Вернисаж состоялся за несколько дней до открытия Салона. Результаты известны — разразилась новая катастрофа! «Единственное, что мы извлекли из этой выставки, — это ярлык „импрессионизм“, который я ненавижу!» Повинен в нем был небольшой пейзаж Клода Моне, изображавший туманное зимнее солнце и названный им «Impression» («Впечатление»). Некто Леруа[100], критик из «Charivari», упомянул это название в своей статье и иронически адресовал его ко всем выставлявшимся. Оно осталось за ними. Публика не отставала от газет: насмешки, прозвища и оскорбления сыпались градом. На выставку шли, чтобы «посмеяться». Персонажи Дега и Сезанна, даже очаровательные девушки Ренуара заставляли людей кипеть от негодования. Особенную ненависть вызвала его «Ложа». «Что за хари! И откуда они только их выудили?!» Это были мой дядя Эдмон и прелестная Нини!
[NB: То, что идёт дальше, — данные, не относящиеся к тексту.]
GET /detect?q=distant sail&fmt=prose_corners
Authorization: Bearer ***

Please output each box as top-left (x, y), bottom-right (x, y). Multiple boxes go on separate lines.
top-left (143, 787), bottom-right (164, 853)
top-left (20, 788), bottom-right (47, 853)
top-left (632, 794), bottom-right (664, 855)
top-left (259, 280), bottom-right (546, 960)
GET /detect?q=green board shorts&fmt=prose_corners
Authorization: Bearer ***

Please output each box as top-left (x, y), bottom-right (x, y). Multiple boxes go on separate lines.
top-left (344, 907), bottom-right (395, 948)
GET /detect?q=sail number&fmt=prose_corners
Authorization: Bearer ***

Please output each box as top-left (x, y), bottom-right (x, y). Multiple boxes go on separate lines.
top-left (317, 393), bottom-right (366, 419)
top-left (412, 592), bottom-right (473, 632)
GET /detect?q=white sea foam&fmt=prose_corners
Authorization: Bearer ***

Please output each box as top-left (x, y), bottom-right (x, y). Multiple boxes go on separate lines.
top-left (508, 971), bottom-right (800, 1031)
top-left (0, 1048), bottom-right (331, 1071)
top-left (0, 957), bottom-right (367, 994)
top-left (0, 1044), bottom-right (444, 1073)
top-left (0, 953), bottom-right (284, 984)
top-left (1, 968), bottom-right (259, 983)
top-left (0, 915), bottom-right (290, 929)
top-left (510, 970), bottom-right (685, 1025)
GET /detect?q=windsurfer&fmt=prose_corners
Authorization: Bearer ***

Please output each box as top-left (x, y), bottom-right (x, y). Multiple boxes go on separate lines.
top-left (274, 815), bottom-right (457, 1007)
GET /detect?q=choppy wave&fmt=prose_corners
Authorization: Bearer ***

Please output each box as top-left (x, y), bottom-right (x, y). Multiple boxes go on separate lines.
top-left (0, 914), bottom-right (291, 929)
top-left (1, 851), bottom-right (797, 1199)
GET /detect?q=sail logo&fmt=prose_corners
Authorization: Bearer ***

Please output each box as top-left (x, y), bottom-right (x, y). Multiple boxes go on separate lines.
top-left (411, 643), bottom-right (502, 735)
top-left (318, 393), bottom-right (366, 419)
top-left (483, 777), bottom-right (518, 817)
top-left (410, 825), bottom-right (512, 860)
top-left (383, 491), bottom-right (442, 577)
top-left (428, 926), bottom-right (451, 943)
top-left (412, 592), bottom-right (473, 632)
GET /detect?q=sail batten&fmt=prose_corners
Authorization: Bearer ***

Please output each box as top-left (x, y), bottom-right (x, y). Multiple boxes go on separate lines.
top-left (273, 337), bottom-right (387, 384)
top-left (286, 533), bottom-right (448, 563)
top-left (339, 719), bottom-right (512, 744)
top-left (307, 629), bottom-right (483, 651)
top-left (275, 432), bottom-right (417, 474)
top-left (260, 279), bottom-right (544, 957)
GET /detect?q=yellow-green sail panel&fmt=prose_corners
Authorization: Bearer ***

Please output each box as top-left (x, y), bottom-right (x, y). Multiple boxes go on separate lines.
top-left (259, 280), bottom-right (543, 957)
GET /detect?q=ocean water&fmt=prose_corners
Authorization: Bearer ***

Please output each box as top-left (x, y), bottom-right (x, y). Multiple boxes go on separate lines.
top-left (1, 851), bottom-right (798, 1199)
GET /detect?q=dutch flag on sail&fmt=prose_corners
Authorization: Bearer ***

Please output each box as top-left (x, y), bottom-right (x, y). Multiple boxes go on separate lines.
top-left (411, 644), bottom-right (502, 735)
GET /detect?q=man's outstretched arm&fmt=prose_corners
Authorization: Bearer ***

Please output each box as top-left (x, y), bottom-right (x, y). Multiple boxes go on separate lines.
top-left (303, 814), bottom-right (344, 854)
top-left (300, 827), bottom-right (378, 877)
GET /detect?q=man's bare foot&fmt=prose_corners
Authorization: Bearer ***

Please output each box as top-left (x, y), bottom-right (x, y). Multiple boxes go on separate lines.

Сын Сезанна уверял, что возмущенный посетитель плюнул на «Мальчика в красном жилете» его отца — на того самого, который был оценен в невиданную сумму на аукционе в Лондоне и воспроизведен всеми газетами мира с восторженными отзывами. Далеко от 1874 до 1959 года! Как раз в то время, когда Ренуару и его единомышленникам пришлось склонить голову перед новым поражением, один американец заплатил триста тысяч франков за «Атаку кирасиров» Мейссонье[101] (около ста тысяч долларов на нынешние деньги).